Korea’s fair trade chief, Joh Sung-wook, has cast doubt on the planned merger between Korean Air (KE, Seoul Incheon) and Asiana Airlines (OZ, Seoul Incheon), suggesting that there are serious monopoly concerns and that a solution to these must be found or the deal may fail, local media reported.

At an annual parliamentary review of the Fair Trade Commission’s work on October 5, Joh warned that a combination of the country’s two biggest airline groups is likely to restrict competition, “so we need to look at it in more depth.”

She added: “We have decided to start negotiating with them. The FTC will prepare an evaluation report after listening to the economic analysis of the FTC and the opinions of witnesses and experts. If there is a restriction to competition, we will discuss what measures can be taken to alleviate it.”

She said that the antitrust regulator’s review of the merger would wrap up no later than the end of this year, given the significance of the deal to the economy.

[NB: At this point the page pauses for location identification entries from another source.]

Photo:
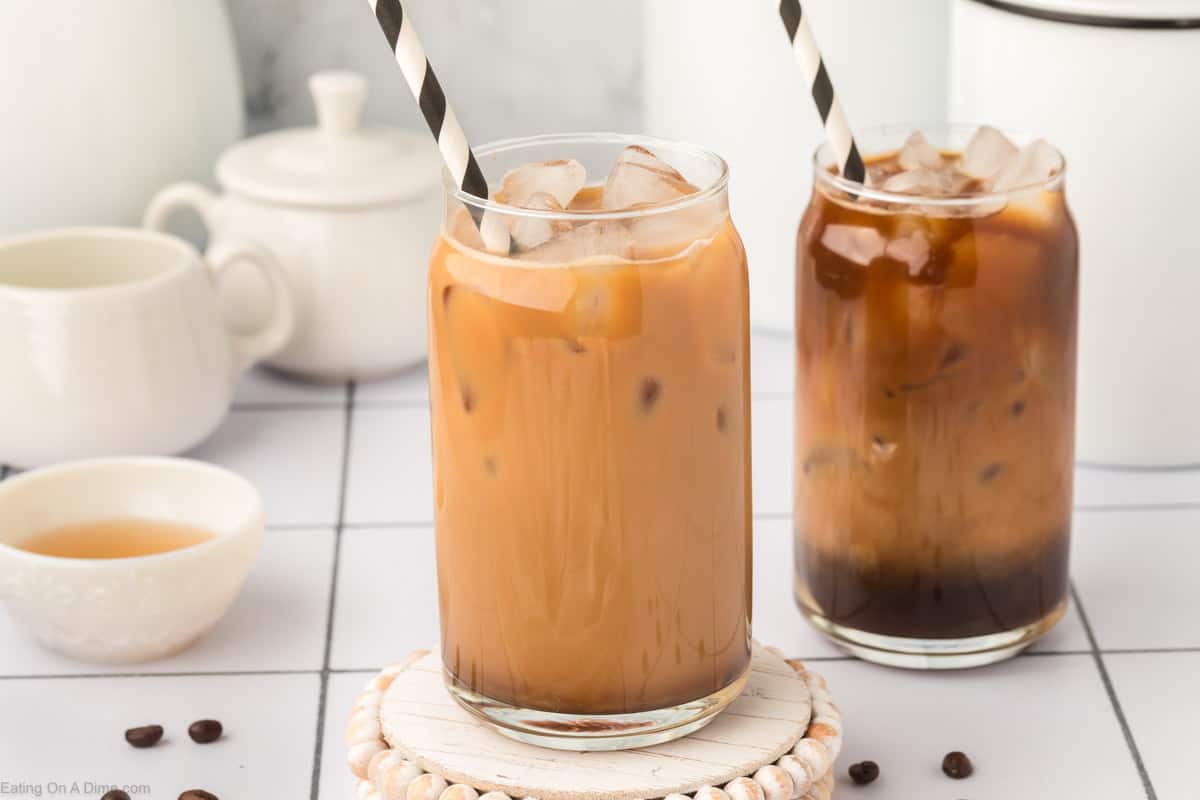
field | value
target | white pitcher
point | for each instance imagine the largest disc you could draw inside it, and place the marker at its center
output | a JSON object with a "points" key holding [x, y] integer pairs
{"points": [[107, 101]]}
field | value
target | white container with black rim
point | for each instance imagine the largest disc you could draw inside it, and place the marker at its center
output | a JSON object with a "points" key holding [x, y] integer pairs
{"points": [[1115, 84]]}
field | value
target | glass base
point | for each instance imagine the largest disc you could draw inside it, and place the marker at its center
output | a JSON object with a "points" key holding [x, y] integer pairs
{"points": [[935, 654], [595, 732]]}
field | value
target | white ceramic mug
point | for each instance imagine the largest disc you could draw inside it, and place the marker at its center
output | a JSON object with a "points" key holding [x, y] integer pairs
{"points": [[112, 342]]}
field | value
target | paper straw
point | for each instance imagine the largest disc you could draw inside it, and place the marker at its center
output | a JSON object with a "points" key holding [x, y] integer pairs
{"points": [[451, 139], [833, 115]]}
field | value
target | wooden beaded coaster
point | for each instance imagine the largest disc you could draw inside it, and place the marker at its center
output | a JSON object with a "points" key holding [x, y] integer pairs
{"points": [[409, 740]]}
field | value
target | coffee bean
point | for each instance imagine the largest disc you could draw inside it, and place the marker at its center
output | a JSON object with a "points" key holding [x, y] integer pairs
{"points": [[144, 737], [989, 473], [958, 765], [204, 732], [651, 391], [953, 354], [864, 773]]}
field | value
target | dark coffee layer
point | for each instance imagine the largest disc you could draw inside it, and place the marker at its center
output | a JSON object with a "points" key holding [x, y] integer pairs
{"points": [[927, 602]]}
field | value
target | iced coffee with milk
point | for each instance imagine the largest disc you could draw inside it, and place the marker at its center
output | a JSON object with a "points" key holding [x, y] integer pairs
{"points": [[936, 313], [591, 415]]}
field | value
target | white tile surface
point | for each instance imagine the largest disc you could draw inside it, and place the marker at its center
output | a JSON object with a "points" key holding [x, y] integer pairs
{"points": [[1113, 487], [263, 386], [1135, 572], [293, 456], [387, 597], [771, 426], [391, 475], [277, 623], [772, 364], [66, 731], [1036, 728], [411, 388], [777, 620], [1159, 698], [336, 782]]}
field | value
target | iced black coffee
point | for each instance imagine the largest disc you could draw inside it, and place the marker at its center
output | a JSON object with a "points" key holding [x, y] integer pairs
{"points": [[936, 313]]}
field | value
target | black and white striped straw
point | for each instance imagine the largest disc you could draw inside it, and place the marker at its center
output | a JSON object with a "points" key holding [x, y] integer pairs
{"points": [[833, 115], [424, 84]]}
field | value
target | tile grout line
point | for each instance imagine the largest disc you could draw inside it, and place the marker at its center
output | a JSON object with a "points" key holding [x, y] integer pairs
{"points": [[1126, 731], [190, 673], [323, 695], [365, 671], [1140, 506]]}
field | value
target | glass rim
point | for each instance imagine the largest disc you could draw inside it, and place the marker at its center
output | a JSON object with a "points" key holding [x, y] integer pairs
{"points": [[822, 157], [715, 187]]}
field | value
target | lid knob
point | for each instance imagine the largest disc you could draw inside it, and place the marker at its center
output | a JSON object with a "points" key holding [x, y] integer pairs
{"points": [[339, 96]]}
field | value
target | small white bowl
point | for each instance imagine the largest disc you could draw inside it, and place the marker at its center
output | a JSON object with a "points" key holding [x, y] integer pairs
{"points": [[132, 609]]}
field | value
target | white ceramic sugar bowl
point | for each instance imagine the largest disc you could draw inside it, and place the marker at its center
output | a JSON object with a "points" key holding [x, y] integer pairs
{"points": [[351, 214]]}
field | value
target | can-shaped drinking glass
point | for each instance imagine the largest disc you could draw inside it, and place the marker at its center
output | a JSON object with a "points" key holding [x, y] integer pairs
{"points": [[935, 407], [591, 413]]}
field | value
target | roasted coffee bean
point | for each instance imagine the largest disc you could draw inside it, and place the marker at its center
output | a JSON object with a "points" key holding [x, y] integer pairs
{"points": [[144, 737], [864, 773], [953, 355], [957, 765], [204, 732], [989, 473], [651, 391]]}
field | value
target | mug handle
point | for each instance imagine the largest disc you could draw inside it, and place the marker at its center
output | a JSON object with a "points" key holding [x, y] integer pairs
{"points": [[175, 197], [270, 338]]}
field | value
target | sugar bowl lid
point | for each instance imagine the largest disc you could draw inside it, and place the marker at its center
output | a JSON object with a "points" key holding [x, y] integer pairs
{"points": [[337, 163]]}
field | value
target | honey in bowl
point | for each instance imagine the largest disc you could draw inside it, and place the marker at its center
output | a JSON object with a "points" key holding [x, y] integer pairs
{"points": [[114, 539]]}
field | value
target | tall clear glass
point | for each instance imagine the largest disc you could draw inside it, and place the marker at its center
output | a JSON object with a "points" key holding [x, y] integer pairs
{"points": [[935, 413], [591, 416]]}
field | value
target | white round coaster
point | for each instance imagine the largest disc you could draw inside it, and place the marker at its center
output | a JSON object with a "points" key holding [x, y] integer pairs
{"points": [[409, 740]]}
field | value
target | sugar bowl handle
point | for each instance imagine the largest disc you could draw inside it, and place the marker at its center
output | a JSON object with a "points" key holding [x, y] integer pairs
{"points": [[178, 197], [276, 331]]}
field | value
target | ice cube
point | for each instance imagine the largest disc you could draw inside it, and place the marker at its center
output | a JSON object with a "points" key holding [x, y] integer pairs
{"points": [[583, 241], [532, 232], [561, 179], [855, 244], [658, 235], [640, 178], [987, 154], [493, 229], [1033, 163], [917, 152], [916, 181], [911, 251]]}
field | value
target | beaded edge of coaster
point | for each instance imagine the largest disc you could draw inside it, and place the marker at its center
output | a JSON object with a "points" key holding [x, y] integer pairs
{"points": [[384, 774]]}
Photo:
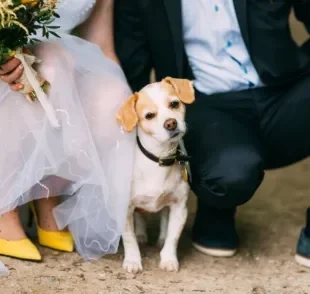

“The reason why the Fair Trade Commission has not already taken action is that there may be conflicts with measures from other countries’ competition authorities,” she explained.

Earlier this year, Korean Air reported the proposed acquisition of a 63.9% stake in Asiana by Korean Air’s conglomerate parent Hanjin Group - also including a possible merger of their low-cost subsidiaries Air Busan, Air Seoul, and Jin Air - to the commission and to a number of competition regulators in countries the two carriers fly to.

So far, it has been approved in countries such as Malaysia, the Philippines, Taiwan, Thailand, and Turkey, but other probes are still ongoing, including those in Korea and key markets such as the European Union, Japan, and the United States. Because of this, the complete merger is not expected to happen until late 2024, even though the financial consolidation of the firms could occur as early as next year.